Céu de nuvens pesadas. (Não vai chover.) Gramas secas. Havia umidade suficiente para os espectadores. O que por si só já seria a novidade. Os cavalos disciplinados, as éguas olhavam para frente. Minha credencial enfeitava meu bolsilho, as autoridades enfeitavam meus olhos. Alegres. Quinta-feira, vou ter uma entrevista. Vou sobreviver. "Na quadra 12 do Setor Sul vende-se skunk." Informação irrelevante para o agente da Polícia Civil. O rapaz de boné amarelo, de camiseta cinza, cabeça raspada. Másculo. Branco cor de bronze batido. Seus olhos verdes assustam. Dois homicídios antes de completar dezoito anos. Preciso estudar Criminalística para entender o que o agente está dizendo. "Você também esteve pegando um sol, não?" Ele nem levantou a cabeça. Fez que ia me entregar um papel, hesitou. Fitou-me os olhos.
-- Você nunca mais me ligou. Está namorando?
-- Não. Quer dizer. Estou vindo de um fim de relacionamento. E estou bem.
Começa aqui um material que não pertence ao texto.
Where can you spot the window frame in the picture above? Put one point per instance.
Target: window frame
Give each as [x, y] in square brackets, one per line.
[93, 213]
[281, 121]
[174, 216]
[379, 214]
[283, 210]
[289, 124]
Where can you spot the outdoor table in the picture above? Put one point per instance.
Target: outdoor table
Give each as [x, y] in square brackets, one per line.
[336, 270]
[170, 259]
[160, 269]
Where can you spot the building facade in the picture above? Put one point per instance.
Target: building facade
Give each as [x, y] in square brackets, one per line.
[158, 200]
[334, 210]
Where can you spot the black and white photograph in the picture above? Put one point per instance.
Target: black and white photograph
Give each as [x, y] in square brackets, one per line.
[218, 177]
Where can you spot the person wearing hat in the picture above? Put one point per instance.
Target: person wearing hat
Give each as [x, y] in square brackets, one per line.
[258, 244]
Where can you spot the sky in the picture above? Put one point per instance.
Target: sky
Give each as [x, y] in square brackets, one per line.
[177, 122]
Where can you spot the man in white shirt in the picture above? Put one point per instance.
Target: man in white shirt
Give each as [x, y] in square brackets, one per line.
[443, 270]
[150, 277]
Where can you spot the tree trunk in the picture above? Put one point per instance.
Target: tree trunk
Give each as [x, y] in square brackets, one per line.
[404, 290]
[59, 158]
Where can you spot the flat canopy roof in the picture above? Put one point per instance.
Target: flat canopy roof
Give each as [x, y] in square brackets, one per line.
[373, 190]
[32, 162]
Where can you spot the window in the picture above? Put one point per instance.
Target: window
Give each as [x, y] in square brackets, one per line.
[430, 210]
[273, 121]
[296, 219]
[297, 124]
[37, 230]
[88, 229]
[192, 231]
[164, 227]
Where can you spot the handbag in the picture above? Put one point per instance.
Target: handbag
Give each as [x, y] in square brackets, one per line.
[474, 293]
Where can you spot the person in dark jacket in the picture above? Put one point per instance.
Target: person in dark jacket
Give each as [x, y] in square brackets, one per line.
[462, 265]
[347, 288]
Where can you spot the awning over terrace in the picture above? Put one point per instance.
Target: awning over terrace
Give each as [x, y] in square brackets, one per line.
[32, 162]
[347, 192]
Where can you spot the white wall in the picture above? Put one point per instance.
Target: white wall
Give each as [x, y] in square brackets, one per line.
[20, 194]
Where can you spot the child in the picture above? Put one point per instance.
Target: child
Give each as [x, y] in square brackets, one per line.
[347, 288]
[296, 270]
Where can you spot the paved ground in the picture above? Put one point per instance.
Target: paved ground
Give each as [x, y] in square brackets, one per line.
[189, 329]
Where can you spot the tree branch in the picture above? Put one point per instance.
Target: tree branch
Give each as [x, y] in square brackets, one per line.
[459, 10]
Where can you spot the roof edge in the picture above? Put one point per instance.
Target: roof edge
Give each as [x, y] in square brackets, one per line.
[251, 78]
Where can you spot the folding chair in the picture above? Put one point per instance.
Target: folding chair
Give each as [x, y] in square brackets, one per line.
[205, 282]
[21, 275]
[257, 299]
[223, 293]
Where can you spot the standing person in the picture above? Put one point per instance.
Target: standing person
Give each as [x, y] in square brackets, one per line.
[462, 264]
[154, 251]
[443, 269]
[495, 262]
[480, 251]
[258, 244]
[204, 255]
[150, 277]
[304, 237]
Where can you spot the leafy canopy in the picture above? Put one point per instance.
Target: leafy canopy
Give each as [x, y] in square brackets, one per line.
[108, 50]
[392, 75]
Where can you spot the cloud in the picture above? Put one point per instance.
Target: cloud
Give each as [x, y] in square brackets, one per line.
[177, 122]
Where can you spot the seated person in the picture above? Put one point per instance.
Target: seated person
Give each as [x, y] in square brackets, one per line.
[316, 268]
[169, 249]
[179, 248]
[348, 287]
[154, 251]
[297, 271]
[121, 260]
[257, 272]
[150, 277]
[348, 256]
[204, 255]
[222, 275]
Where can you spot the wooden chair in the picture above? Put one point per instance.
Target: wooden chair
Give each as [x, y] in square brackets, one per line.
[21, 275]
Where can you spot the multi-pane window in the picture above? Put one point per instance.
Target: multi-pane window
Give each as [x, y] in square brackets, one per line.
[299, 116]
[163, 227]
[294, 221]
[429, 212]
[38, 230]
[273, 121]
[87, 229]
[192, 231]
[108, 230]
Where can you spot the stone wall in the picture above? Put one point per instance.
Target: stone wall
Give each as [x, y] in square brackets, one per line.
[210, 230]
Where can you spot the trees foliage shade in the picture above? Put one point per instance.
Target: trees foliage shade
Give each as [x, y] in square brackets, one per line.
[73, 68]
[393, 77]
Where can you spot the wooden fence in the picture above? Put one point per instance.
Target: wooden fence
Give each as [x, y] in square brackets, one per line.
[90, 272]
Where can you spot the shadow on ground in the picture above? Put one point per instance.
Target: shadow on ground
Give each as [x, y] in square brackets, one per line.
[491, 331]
Se estou aqui enfretando essa multidão de conhecidos, é porque eu estou bem.

Olhei para o céu, não para ver a esquadrilha da fumaça, mas para segurar as lágrimas. Quando parei de olhar os aviões, os olhos do agente ainda estavam lá me aguardando. Felipe era seu nome. Cabeça raspada, másculo, olhos verdes. Tal qual o narcotraficante. Completamente diferentes. "E você está namorando?" Não devia ter feito essa pergunta, agora o Felipe vai pensar que estou interessado nele. (Porque não?) (E está mesmo). "Sou casado com minha profissão. Esqueceu-se?" (Tão novo e já comprometido.) "Mas isso não significa que eu não tenha meus rolos por aí." Reclamei do clima seco. Despedimo-nos com um aperto de mão (longo, apertado). Desejei-lhe bom trabalho. Antes de eu me afastar para nunca mais vê-lo, (as coincidências...) ao menos não pretendia, ele me perguntou onde havia errado. E antes que um dragão da independência me pisoteasse, me puxou para junto de si.

-- Sempre o herói antento a salvar e proteger os inocentes.
-- Quem precisa ser salvo sou eu... Vamos sair, qualquer dia, tomar alguma coisa, ir ao cinema.
-- Dezessete de março, o que me diz?
-- Amanhã à noite.
-- Sábado à tarde. Você deixa a arma, a funcional, o relógio e o celular em casa.
-- A carteira também?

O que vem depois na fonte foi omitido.